Other things to consider.... if it has critical illness, although you havent mentioned....

just really clarify most of the above, worth noting protection pricing is on its a**e at the moment, may be a good time to get another unless yours has flexible options


----------



## matt strike (Jan 2, 2009)

parish said:


> A very good reply matt :thumb:
> 
> TBH, we don't really need life cover. Originally it was to pay off the mortgage if one of us died thus providing security for the survivor. Now, however, we each have a house and although we both have mortgages they are - or were when we bought 18 months ago - only around 50% LTV so there is a good chunk of equity in both and, since we are no longer together, the security aspect is no longer an issue.
> 
> ...


No problem, glad to be able to help. I'll let you off with being mean to me regarding my bill gates comment on another thread 

There's loads of options of what you can do now that weren't as readily available or known about when you took out the policy, for example, it doesn't have to be a lump sum, it can pay a monthly benefit which does habe it's uses and is generally cheaper.


----------



## 1animal1 (Aug 20, 2008)

didnt realise these could be taken as income Matt?


----------



## matt strike (Jan 2, 2009)

1animal1 said:


> didnt realise these could be taken as income Matt?
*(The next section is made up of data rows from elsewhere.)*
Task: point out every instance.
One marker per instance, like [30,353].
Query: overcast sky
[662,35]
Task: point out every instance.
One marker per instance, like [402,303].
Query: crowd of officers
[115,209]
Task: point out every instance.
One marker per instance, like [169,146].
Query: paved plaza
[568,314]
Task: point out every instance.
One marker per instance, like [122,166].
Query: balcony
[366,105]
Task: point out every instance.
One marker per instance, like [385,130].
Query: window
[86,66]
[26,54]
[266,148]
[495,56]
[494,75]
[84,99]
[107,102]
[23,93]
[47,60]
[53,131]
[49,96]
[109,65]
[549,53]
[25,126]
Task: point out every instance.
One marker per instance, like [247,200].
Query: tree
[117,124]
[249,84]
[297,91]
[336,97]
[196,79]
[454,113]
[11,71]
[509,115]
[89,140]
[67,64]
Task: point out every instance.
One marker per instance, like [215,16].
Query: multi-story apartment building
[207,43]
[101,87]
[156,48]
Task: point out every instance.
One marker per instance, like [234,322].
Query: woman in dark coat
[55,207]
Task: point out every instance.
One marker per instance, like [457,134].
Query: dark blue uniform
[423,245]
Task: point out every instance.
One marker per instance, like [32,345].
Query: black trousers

They are generally known as Family Income Benefit, also have a few other names. Not all providers offer them but they are growing in popularity. Works very similar to any other life policy but rather than paying a lump sum of say £50k, you can pay £1000 for the next 20 years instead. Also, rather than just paying into your estate it is common to name a beneficiary (similar to if the policy was in a trust but without the hassle) for the income to be paid to. Usually used if people have children but has many other uses.


----------



## parish (Jun 29, 2006)

I called SL today and they pretty much confirmed what's been said here.

The policy isn't actually linked to a mortgage, it is just designed to cover the (decreasing) capital on a repayment mortgage which keeps the premiums down.

It is still valid and in the event of either of us dying the other would get the payout.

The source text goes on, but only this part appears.